If I've got a function
$$ \log p(\tau | \theta) = \log ( \frac{\exp(\theta^T \tau)}{\sum_\tau \exp(\theta^T\tau)} ) $$
how do I calculate its derivative to maximize the log-likelihood?
$$\log p(\tau | \theta) = \theta^T \tau - \log( \sum_\tau \exp (\theta^T \tau) $$ Using the chain rule $$ u = \log(v)$$ $$ \frac{du}{dv} = 1 / v$$
$$ v = \sum_\tau \exp(w) $$ $$ \frac{dv}{dw} = \sum_\tau \exp(w) $$
$$ w = \theta^T \tau $$ $$ \frac{dw}{d\theta} = \tau $$
so leaves me with
$$ \frac{du}{d\theta} = \frac{du}{dv} \cdot \frac{dv}{dw} \cdot \frac{dw}{d\theta} = \frac{1}{\sum_\tau \exp(\theta^T \tau)} \cdot \sum_\tau exp(\theta^T \tau) \cdot \tau = \tau$$
From the answer sheet this is wrong but I'm not entirely sure why? Can someone point out the mistake?
Thanks
You write $\sum_\tau \exp(\theta^\top \tau)$, which implies that $\tau $ is just a dummy variable ranging over some set. Your final answer cannot involve $\tau$.
You are correct right up until $$ \frac{\sum_\tau \exp(\theta^\top \tau)\tau}{\sum_\tau \exp(\theta^\top \tau)}. $$ However, you cannot "pull the $\tau$ out of the top summation" because $\tau$ is not a constant with respect to the summation index, $\tau$. Therefore, the above expression is as simple as it gets (without additional information).

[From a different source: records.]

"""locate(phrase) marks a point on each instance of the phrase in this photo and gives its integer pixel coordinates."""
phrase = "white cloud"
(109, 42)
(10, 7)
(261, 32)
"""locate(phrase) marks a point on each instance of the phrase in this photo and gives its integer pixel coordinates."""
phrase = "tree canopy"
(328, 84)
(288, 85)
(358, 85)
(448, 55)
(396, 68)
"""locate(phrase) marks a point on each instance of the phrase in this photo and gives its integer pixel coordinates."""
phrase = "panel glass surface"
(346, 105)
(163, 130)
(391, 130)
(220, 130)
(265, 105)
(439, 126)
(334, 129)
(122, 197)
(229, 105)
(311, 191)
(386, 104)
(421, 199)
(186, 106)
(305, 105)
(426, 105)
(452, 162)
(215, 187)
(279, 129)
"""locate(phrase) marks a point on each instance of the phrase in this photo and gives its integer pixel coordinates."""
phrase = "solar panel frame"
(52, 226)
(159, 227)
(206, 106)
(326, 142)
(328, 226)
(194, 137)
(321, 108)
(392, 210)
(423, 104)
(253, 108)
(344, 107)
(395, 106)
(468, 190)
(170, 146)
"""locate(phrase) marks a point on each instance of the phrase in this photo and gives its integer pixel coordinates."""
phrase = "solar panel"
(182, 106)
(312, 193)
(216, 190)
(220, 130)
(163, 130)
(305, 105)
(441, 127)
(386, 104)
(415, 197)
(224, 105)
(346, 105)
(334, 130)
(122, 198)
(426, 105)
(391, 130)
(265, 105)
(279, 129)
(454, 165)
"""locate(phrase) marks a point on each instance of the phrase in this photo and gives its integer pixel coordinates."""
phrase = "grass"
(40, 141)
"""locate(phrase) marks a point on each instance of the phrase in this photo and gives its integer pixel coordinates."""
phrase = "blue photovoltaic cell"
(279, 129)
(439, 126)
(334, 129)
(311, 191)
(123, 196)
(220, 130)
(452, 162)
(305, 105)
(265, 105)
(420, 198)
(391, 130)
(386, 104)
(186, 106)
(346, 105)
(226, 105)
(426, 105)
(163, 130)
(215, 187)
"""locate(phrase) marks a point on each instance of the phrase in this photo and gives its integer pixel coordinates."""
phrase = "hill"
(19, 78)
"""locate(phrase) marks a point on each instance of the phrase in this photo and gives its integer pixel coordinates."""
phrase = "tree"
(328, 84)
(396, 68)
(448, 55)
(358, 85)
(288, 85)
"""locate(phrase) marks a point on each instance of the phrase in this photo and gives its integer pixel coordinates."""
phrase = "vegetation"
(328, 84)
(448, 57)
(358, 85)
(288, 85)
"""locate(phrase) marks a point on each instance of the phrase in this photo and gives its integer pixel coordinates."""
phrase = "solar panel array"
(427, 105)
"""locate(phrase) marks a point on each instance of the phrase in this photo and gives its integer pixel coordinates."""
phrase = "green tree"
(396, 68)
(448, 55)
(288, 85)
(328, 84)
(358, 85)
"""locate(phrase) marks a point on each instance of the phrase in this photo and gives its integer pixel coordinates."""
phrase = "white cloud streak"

Edit: I see now the correct definition of the function you are trying to differentiate is $$ \theta^\top\tau-\log \sum_{\tau} \exp(\theta^\top \tau). $$ Notice that $\tau$ is playing two roles here; one as a summation index, and the other as a fixed vector. This can cause confusion. To make things clearer, I will use $\sigma$ for the summation index: $$ \theta^\top\tau-\log \sum_{\sigma} \exp(\theta^\top \sigma) $$ Using my previous explanation, the simplest form of the derivative of this is $$ \tau-\frac{\sum_\sigma \exp(\theta^\top \sigma)\sigma}{\sum_\sigma \exp(\theta^\top \sigma)}. $$